Let’s Talk About … Harassment

Let’s Talk About … Harassment

September 23, 2020
BY: Lesnevich, Marzano-Lesnevich, O'Cathain & O'Cathain

In a newly released, unpublished decision, the New Jersey Appellate Division provided helpful insight with regard to several recurring topics that arise when attempting to obtain a Final Restraining Order on the basis of harassment. 

While harassment is the most frequently utilized predicate act alleged when victims seek protection, it is also one of the most complicated acts to prove. Harassment comes in many forms and pursuant to our statutes and case law, can be based on a single incident or several combined incidents. 

In E.H. v. K.H., the trial court found that the defendant harassed his estranged wife by anonymously mailing his answer and counterclaim from their divorce action to plaintiff’s parents, her coworkers, and a coworker’s wife. The counterclaim contained “graphic and scandalous” allegations about plaintiff. 

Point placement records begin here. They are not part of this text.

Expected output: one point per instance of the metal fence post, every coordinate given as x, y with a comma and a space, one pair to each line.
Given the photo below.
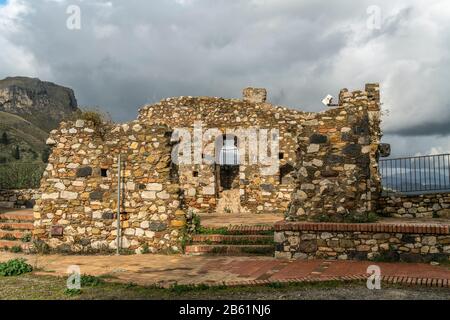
118, 204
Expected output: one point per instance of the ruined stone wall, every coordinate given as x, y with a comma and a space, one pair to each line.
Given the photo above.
433, 205
22, 198
77, 209
337, 159
387, 242
258, 192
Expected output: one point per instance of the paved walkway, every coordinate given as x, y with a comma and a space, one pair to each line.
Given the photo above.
168, 269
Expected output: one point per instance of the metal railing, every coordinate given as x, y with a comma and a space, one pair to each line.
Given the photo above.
420, 174
21, 175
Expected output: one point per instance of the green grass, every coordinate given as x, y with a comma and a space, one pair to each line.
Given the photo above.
17, 175
33, 287
14, 267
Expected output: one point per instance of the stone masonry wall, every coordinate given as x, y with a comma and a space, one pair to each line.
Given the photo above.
338, 159
23, 198
362, 241
433, 205
79, 189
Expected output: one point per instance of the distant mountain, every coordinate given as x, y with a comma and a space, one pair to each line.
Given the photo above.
42, 103
29, 110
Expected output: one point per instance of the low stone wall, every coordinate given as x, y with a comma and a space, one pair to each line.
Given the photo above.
388, 242
436, 205
77, 210
23, 198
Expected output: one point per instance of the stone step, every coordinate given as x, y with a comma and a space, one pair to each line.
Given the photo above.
18, 217
230, 250
8, 244
232, 239
14, 233
8, 226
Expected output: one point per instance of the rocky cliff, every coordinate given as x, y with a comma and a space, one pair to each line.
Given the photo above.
42, 103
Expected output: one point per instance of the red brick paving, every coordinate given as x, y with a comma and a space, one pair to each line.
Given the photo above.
283, 270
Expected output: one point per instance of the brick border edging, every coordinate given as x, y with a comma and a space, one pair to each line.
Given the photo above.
363, 227
429, 282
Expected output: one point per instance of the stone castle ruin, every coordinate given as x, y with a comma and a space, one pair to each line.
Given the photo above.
325, 164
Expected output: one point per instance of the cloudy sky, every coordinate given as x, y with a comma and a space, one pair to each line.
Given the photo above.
129, 53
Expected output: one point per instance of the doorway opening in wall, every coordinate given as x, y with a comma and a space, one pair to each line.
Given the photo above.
227, 175
227, 168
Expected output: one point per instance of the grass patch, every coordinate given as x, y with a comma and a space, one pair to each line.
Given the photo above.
90, 281
29, 286
16, 249
14, 267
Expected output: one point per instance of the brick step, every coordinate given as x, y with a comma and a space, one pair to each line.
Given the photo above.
8, 226
17, 217
230, 250
8, 244
232, 239
14, 233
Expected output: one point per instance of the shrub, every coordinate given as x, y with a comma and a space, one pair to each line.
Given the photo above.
26, 237
14, 267
41, 247
72, 292
90, 281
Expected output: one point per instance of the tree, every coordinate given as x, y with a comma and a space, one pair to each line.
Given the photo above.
4, 140
16, 153
45, 154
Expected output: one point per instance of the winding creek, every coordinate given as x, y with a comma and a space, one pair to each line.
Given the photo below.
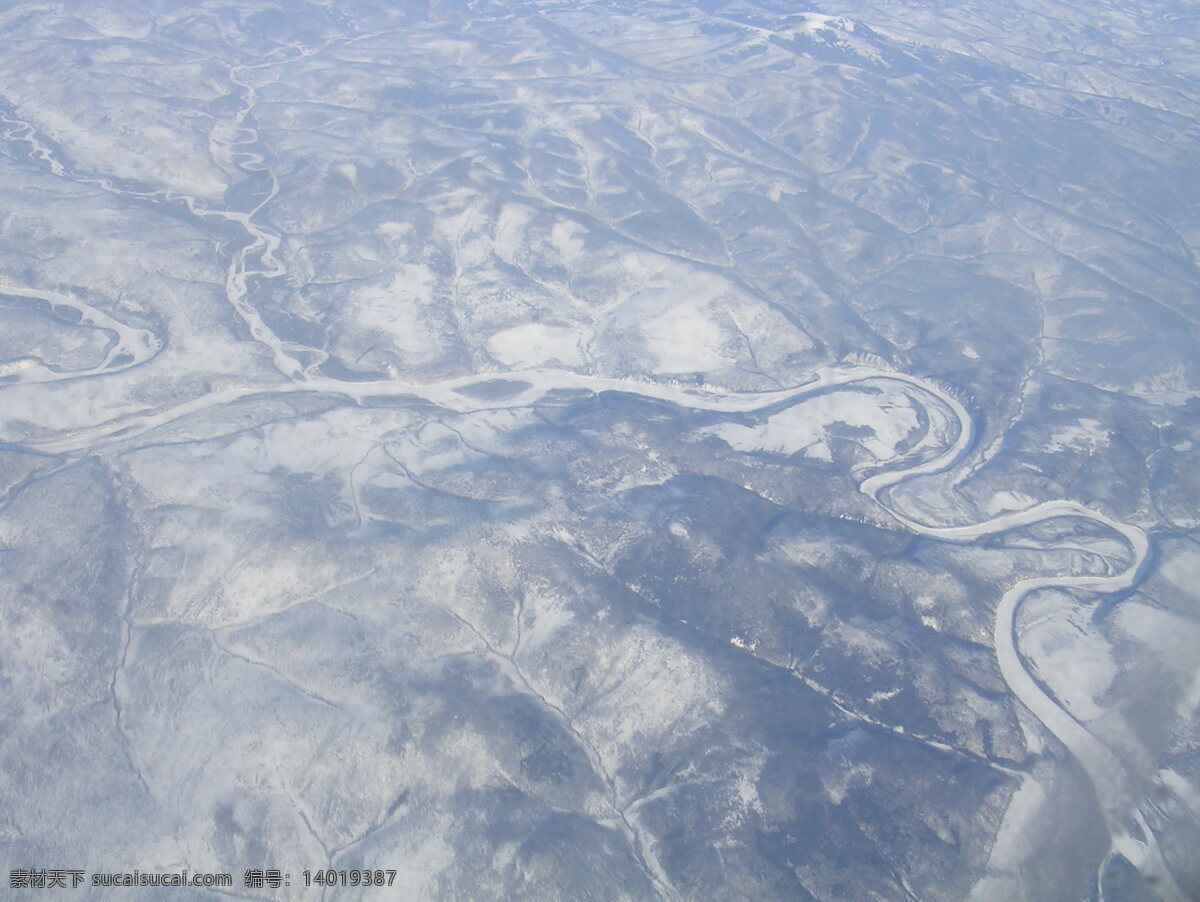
1117, 789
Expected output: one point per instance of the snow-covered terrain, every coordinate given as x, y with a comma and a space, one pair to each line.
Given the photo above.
615, 451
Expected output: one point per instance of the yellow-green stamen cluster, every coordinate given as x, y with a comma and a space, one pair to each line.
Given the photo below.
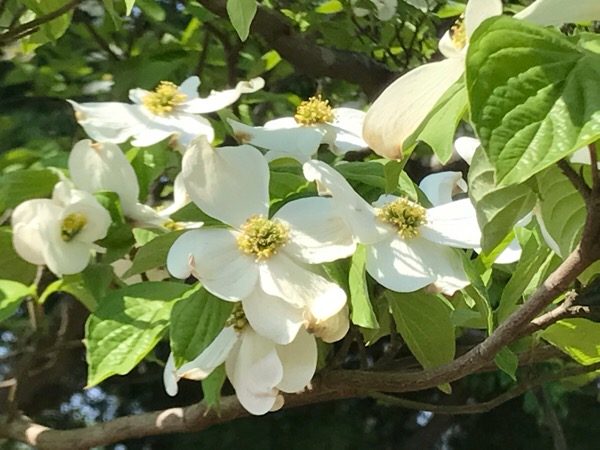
164, 98
262, 237
314, 110
72, 226
458, 33
405, 215
237, 319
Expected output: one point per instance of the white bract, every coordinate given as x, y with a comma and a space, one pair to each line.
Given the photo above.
257, 367
259, 261
96, 167
299, 137
169, 110
398, 112
60, 232
408, 246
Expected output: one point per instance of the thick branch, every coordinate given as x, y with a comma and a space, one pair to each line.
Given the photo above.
310, 58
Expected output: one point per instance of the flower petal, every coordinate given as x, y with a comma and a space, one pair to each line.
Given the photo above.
272, 317
96, 167
211, 357
439, 187
254, 370
281, 277
453, 224
296, 143
299, 361
220, 99
212, 256
359, 215
556, 12
401, 108
317, 233
479, 10
228, 183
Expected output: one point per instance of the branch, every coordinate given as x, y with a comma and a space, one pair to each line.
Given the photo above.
309, 57
29, 27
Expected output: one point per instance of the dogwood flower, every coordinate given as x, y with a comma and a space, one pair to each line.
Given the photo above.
258, 368
408, 246
96, 167
299, 137
60, 232
403, 106
169, 110
259, 261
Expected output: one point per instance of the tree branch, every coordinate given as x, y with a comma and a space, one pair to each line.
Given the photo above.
309, 57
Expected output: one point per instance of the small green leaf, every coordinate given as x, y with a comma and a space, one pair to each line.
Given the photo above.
533, 95
424, 322
362, 311
126, 326
241, 13
11, 295
195, 323
578, 338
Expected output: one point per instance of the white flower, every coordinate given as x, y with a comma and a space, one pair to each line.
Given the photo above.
60, 232
96, 167
408, 246
156, 115
260, 261
403, 106
257, 367
299, 137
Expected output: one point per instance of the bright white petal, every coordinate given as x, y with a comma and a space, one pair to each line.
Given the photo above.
557, 12
212, 256
272, 317
402, 107
255, 370
466, 146
299, 361
454, 224
359, 215
479, 10
297, 143
317, 233
96, 167
439, 187
281, 277
212, 357
220, 99
228, 183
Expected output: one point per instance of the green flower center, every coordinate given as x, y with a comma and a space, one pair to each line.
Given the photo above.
314, 110
72, 226
262, 237
237, 319
164, 98
458, 33
406, 216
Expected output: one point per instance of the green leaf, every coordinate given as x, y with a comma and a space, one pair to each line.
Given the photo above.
195, 323
126, 326
424, 322
578, 338
153, 254
563, 209
11, 295
533, 94
439, 127
241, 13
498, 208
16, 187
12, 266
507, 362
362, 311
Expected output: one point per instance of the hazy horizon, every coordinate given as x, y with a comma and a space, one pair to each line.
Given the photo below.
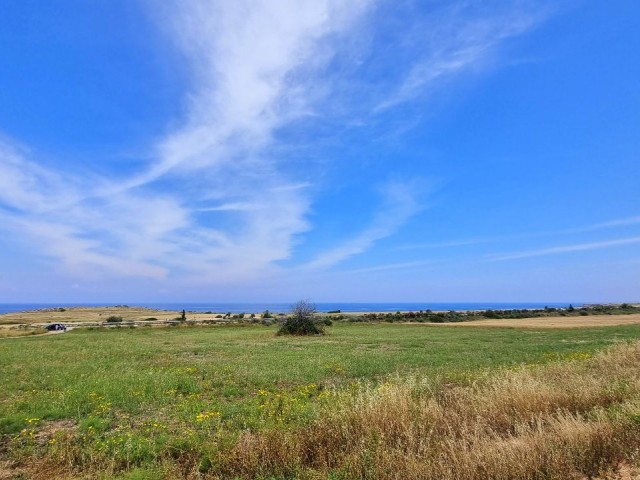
464, 151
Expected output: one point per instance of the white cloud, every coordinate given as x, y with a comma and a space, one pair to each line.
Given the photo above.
399, 205
565, 249
250, 61
456, 39
215, 202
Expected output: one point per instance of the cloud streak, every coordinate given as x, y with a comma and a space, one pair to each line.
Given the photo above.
219, 201
564, 249
399, 205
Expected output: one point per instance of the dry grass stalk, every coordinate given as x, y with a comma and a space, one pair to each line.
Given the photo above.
568, 420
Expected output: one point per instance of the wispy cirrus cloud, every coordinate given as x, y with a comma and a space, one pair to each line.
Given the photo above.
457, 38
580, 247
234, 209
218, 195
398, 206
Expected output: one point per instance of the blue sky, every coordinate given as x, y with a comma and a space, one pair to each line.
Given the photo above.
272, 150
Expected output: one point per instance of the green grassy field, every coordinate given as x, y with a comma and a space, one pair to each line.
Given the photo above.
117, 399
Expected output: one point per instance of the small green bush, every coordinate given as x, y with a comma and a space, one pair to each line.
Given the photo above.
301, 321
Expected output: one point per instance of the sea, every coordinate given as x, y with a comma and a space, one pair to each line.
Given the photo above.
256, 307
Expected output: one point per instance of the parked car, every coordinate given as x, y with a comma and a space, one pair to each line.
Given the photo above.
56, 327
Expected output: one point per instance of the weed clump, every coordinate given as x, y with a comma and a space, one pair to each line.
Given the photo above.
302, 321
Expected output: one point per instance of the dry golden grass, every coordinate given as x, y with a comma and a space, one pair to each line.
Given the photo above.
554, 322
572, 420
79, 315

The defendant appealed in part, contending that:

  • His actions did not constitute an act of harassment;
  • That the trial court erred in finding that plaintiff had proved harassment;
  • And even if he had harassed plaintiff, she did not require ongoing protection because there was no threat of physical violence, which he asserted was required under the Prevention of Domestic Violence Act.

First, although the trial court found that an act of harassment had occurred, the court failed to specify which section of the statute defendant had violated. Given that the harassment statute is composed of several sections with varying material elements, the Appellate Division held that they were unable to meaningfully review the lower court’s findings.

Nevertheless, the Appellate Division clarified that should the trial court choose to find harassment under the third section of the statute, the “alarming conduct” must be defined in more concrete terms. Thus, the alleged repeated communications must “reasonably put the [victim] in fear for his safety or security or that intolerably interfere with that person’s reasonable expectation of privacy.”

Second, the facts of this case present unique, yet not unfamiliar, actions on the part of the defendant. The plaintiff never asserted that defendant directly harassed her; instead, the harassment resulted from defendant’s mailing of the counterclaim to various third-parties. This complicates plaintiff’s ability to prove harassment, as it is her burden to demonstrate that defendant’s actions were done with the purpose to harass her.

Significantly, the Appellate Division recognized that while the mailings were addressed to other individuals, not plaintiff herself, the evidence in the case suggested that plaintiff would feel their impact. Of particular import, where the individual defendant chose to send the counterclaim when compared to his testimony.

Defendant testified that he mailed the counterclaim to plaintiff’s coworkers in a whistleblower capacity, however, that explanation did not hold water when it came to mailing the counterclaim to plaintiff’s parents. Intent to harass can be inferred from the defendant’s conduct and the surrounding circumstances.

While this matter was ultimately remanded for additional findings, the trial court had already determined that there was no justification for defendant’s action other than to harass.

Lastly, and most importantly, the Court in E.H. made it explicitly clear that physical violence is not the only definition of domestic violence and that the PDVA encompasses verbal and non-physical forms of harassment. A Final Restraining Order is issued to prevent further abuse which does not always equate to actual violence.